Traditional approaches for querying the Web of Data often involve centralised
warehouses that replicate remote data. Conversely, Linked Data principles allow
for answering queries live over the Web by dereferencing URIs to traverse remote
data sources at runtime. A number of authors have looked at answering SPARQL
queries in such a manner; these link-traversal based query
execution (LTBQE) approaches for Linked Data offer up-to-date
results and decentralised (i.e., client-side) execution, but must operate over
incomplete dereferenceable knowledge available in remote documents, thus
affecting response times and “recall” for query answers. In this paper, we study
the recall and effectiveness of LTBQE, in practice, for the Web of Data.
Furthermore, to integrate data from diverse sources, we propose lightweight
reasoning extensions to help find additional answers. From the state-of-the-art
which (1) considers only dereferenceable information and (2) follows
rdfs:seeAlso links, we propose extensions to consider
(3) owl:sameAs links and reasoning, and (4) lightweight
RDFS reasoning. We then estimate the recall of link-traversal query techniques
in practice: we analyse a large crawl of the Web of Data (the BTC’11 dataset),
looking at the ratio of raw data contained in dereferenceable documents vs. the
corpus as a whole and determining how much more raw data our extensions make
available for query answering. We then stress-test LTBQE (and our extensions) in
real-world settings using the FedBench and DBpedia SPARQL Benchmark frameworks,
and propose a novel benchmark called QWalk based on random
walks through diverse data.

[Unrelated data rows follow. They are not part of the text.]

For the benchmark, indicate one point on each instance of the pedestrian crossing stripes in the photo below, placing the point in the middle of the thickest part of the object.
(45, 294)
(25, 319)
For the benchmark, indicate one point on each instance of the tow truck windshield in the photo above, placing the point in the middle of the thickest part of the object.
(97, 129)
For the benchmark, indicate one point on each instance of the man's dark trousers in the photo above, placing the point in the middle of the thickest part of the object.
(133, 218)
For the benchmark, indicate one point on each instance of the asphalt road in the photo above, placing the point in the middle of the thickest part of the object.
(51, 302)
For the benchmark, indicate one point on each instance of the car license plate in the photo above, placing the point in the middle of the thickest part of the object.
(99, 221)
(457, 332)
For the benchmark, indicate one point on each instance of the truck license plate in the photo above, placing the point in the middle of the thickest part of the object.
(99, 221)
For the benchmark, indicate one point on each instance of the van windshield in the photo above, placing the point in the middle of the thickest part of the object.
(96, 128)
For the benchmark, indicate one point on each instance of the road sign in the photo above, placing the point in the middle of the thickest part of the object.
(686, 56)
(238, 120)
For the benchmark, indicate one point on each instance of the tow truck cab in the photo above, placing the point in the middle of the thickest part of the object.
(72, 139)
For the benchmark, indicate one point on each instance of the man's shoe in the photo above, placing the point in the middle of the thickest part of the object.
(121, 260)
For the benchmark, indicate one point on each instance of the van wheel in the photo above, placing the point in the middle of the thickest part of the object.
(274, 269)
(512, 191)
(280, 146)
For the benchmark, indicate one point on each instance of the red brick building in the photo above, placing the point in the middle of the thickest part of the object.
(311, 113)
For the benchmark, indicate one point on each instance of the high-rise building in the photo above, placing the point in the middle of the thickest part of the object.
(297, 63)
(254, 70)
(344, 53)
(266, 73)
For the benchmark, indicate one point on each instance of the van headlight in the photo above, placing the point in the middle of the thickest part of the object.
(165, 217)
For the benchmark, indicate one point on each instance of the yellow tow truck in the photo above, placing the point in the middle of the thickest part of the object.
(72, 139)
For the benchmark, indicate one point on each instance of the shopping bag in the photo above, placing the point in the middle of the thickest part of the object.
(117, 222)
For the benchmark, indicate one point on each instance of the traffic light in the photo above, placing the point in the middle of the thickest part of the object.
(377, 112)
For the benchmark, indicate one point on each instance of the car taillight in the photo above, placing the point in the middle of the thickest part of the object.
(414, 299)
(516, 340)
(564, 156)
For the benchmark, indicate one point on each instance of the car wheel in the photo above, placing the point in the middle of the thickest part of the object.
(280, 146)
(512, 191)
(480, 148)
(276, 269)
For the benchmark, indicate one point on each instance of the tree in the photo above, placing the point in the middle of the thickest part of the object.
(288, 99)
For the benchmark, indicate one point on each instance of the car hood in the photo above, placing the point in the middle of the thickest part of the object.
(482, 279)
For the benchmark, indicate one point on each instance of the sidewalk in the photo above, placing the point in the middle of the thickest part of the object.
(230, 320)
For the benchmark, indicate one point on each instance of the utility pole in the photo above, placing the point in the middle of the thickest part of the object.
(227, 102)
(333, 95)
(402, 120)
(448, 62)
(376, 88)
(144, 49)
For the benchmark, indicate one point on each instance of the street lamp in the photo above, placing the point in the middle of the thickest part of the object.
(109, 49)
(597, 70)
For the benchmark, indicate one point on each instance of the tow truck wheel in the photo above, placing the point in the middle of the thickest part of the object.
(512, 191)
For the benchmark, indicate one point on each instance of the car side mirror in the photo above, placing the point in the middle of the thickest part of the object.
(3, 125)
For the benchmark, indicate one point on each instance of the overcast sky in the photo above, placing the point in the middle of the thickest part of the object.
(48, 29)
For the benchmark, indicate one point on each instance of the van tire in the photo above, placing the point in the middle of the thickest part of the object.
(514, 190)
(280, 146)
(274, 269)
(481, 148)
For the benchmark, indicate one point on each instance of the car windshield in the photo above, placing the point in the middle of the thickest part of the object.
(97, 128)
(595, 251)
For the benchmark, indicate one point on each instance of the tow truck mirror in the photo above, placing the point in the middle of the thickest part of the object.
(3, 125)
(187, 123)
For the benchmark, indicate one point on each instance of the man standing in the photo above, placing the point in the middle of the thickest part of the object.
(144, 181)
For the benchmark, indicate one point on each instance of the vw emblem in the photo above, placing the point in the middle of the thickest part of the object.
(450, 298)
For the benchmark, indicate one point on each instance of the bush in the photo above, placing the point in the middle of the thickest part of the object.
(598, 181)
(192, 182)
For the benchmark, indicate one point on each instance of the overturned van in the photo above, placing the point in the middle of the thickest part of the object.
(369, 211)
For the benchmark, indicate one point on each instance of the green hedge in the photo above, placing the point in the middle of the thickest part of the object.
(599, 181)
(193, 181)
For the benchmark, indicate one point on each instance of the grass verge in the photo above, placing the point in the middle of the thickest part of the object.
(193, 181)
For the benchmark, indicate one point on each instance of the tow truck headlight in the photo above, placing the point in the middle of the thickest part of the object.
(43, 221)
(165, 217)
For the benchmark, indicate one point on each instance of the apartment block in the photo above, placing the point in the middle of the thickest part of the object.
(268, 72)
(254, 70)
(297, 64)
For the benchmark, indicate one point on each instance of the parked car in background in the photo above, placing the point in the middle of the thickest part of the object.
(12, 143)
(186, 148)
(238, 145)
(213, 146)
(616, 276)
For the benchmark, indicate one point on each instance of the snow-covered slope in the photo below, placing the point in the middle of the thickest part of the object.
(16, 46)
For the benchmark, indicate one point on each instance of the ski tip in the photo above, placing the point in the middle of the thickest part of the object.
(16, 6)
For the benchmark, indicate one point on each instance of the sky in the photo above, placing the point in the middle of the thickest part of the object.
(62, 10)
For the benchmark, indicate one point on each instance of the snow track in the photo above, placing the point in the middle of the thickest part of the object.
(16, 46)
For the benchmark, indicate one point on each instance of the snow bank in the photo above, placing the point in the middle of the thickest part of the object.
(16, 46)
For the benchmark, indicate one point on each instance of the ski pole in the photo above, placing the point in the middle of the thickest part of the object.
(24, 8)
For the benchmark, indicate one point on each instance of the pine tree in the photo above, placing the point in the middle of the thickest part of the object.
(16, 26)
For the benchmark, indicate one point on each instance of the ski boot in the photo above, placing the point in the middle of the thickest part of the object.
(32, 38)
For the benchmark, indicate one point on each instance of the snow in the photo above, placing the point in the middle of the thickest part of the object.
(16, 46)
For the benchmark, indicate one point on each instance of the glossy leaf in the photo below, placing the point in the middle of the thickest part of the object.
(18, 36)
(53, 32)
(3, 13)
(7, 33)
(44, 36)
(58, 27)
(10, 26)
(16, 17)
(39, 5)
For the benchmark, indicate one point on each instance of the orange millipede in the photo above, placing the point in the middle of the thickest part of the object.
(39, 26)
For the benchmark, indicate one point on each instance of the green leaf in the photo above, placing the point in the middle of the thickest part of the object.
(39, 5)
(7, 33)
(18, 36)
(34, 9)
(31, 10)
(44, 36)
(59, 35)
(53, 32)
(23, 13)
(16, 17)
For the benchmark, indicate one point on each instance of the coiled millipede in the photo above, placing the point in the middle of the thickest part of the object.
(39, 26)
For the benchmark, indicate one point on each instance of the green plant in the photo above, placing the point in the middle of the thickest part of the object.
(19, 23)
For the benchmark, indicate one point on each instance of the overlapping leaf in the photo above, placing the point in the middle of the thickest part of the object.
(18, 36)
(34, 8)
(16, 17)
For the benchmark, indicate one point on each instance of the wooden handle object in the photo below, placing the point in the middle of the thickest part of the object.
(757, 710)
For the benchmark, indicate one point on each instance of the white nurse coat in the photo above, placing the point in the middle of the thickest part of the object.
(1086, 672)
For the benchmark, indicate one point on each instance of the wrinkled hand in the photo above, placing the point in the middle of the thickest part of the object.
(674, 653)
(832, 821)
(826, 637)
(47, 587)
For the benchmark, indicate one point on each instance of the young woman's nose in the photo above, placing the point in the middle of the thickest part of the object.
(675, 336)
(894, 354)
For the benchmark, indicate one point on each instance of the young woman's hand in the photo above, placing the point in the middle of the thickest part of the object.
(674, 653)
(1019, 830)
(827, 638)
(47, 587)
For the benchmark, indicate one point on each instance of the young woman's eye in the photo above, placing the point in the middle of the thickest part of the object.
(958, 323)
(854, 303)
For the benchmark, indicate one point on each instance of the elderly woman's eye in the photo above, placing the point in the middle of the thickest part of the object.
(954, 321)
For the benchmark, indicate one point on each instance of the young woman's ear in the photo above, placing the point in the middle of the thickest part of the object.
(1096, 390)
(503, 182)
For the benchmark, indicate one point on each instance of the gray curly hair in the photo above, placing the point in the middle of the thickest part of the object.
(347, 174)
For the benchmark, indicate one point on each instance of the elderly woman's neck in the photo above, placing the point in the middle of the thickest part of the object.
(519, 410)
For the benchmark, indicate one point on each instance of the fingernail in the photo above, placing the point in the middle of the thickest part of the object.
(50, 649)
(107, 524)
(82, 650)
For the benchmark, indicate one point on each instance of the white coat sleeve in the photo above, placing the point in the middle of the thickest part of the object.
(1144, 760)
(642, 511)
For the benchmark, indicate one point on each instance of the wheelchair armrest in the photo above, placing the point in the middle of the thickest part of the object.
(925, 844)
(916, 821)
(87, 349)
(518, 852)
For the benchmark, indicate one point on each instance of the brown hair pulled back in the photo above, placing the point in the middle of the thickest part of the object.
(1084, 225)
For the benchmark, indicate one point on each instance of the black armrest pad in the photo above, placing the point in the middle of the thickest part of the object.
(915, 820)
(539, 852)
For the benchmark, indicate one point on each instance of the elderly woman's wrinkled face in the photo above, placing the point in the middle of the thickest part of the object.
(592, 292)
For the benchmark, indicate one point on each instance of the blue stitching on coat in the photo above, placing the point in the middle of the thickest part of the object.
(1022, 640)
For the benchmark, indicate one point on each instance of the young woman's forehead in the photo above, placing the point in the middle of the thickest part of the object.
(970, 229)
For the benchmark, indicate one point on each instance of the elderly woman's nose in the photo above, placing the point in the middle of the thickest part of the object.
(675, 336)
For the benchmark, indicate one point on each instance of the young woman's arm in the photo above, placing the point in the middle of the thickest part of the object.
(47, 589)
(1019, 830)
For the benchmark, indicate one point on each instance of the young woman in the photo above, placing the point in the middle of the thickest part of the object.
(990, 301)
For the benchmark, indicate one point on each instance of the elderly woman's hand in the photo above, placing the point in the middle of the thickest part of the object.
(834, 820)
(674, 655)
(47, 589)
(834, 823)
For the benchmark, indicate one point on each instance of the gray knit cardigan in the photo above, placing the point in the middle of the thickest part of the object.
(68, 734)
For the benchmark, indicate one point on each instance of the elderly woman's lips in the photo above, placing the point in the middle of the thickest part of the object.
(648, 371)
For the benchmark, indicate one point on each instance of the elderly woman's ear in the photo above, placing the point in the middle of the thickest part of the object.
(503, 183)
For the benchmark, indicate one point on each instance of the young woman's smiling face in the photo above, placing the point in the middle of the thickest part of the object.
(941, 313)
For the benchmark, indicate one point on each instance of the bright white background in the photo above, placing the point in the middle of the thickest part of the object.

We show that link-traversal query approaches often
work well in uncontrolled environments for simple queries, but need to retrieve
an unfeasible number of sources for more complex queries. We also show that our
reasoning extensions increase recall at the cost of slower execution, often
increasing the rate at which results return; conversely, we show that reasoning
aggravates performance issues for complex queries.